4:00 am wake up and the weather didn't look too promising here this morning, distant lightning flashes in the direction I wanted to go and a radar weather check confirmed what I was seeing.
But this is "get even" day for me, the last day of the season and the bow is left at home in favor of the 20 gauge. This is tradition for me whenever I have failed to arrow a bird by seasons end, and there appears to be a "sucker hole" in the forecast, so whats a guy to do....:lol:

3 miles from the property it starts raining lightly, accompanied by a little, ok rather frequent, lightning.
2 miles out and its raining a little harder, but its "get even" day and haven't seen any real close by, eye burning, lightning flashes yet, so drove on.
1 mile out and it's pouring now, wipers aren't keeping up, but somehow find the drive ok and park it.
Now I'm there, thinking only a damned fool would go out in this crap, but on the bright side the lightning seems to have ceased for the most part, the rain actually appears to be letting up some.
After a little thought given to the somewhat improving conditions I decided to give it a go, partly because its the last morning of the season, but mostly because its my, self proclaimed, "get even" day.

As I suspected might be the case, once dawn arrived there was no gobbling or hen talk to be heard, but the rain has now stopped and the thunder is far, far, off in the distance. 
The next hour is spent rather uneventfully other than watching a pair of squirrels chasing each other around, and trying to cope with mosquitoes the best I could because most of the repellant has washed off on the walk in and the rest is in the truck of course.

Lastly, some movement in the brush...one hen, no, two hens, then a bearded hen I had seen before.
A red head..jake Another red head.....another jake.
Then the boss bird, un-fanned and silent, but following the parade in front of him.
And so another season ends for me. Would much prefer to have done it with the bow, but it was not to be.
Thank God for "get even" day, when its the last morning of the last turkey hunt of the season I'll carry that little 20 gauge with no regrets. I've done it several times with the bow before, so maybe next year.....
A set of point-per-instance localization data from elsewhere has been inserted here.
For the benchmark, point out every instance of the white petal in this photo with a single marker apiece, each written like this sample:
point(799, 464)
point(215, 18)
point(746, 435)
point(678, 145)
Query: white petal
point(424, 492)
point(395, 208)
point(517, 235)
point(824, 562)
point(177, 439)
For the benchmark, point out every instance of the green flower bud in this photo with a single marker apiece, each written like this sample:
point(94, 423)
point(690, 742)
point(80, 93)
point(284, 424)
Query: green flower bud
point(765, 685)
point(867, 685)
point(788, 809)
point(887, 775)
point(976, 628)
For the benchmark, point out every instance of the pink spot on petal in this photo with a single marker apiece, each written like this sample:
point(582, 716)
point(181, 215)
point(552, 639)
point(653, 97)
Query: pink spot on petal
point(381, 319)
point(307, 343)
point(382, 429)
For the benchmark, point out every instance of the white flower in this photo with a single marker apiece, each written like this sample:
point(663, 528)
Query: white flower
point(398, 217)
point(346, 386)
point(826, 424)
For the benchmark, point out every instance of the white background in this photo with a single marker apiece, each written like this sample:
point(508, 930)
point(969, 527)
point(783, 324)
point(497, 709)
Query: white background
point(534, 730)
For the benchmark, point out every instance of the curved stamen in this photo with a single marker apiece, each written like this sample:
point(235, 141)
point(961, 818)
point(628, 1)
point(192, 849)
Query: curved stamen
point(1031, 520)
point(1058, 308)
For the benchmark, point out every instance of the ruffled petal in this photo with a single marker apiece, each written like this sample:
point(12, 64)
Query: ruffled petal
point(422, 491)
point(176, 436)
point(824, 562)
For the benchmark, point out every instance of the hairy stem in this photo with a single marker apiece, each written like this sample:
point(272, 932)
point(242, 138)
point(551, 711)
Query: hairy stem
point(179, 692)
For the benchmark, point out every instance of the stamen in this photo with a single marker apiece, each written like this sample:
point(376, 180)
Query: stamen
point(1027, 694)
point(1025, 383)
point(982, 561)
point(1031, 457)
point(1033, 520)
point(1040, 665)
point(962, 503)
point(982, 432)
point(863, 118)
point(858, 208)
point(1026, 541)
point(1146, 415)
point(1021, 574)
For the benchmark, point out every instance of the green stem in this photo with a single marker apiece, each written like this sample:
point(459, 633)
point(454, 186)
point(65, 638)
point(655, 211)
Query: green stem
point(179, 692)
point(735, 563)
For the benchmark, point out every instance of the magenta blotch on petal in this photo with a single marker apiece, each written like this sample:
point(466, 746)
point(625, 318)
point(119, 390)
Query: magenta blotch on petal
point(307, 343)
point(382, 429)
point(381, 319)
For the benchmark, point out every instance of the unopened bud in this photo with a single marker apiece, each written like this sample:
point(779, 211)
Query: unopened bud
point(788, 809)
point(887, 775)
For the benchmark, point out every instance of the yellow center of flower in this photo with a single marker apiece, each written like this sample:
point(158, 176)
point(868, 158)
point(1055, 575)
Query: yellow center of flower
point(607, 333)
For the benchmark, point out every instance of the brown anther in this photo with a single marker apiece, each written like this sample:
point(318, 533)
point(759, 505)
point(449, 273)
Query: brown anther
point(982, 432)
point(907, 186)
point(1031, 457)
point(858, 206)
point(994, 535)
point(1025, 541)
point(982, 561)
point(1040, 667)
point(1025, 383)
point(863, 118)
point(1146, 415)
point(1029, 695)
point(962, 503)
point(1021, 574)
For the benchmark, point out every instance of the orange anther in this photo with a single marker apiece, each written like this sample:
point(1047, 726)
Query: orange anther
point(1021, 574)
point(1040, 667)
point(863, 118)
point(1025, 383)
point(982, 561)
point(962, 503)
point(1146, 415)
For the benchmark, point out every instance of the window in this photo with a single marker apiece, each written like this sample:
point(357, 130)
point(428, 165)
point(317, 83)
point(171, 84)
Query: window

Previously healthy 2 year old, 10 1/4 inch beard, 3/4 inch spurs, weight unknown.








Fat and old, but still getting it done one way or another.
Another use for a nearby trail camera when you're by yourself...lol


----------



## onebad800 (Apr 28, 2003)

Nice bird , way to keep at it !!!


----------



## Waz_51 (Jan 10, 2010)

no shame in using the boom stick! ive used the bow the past 3 seasons but decided to go with the shotgun again this year and let me tell ya, the feeling you get when that tom takes a dirt nap is nooooo different! good job on sticking it out til the end Don!


----------



## beer and nuts (Jan 2, 2001)

nice.


----------



## QDMAMAN (Dec 8, 2004)

Well done Don. I filled my tag last evening.


----------



## don (Jan 20, 2001)

Thanks guys and congrats on the late bird Tony, sometimes things can get pretty tough this far into the season.


----------



## BASEK2 (Oct 3, 2006)

Nicely done! Way to beat the clock!

posted using Outdoor Hub Campfire


----------



## SPITFIRE (Feb 10, 2005)

lol way to get it done Don


----------



## Terrific_tom (Jan 30, 2004)

Congrats Don. Nice looking bird.


----------



## don (Jan 20, 2001)

Thanks guys, I put a lot of time and effort into the season but it all boils down to being in the right place at the right time....and a little luck doesn't hurt things either..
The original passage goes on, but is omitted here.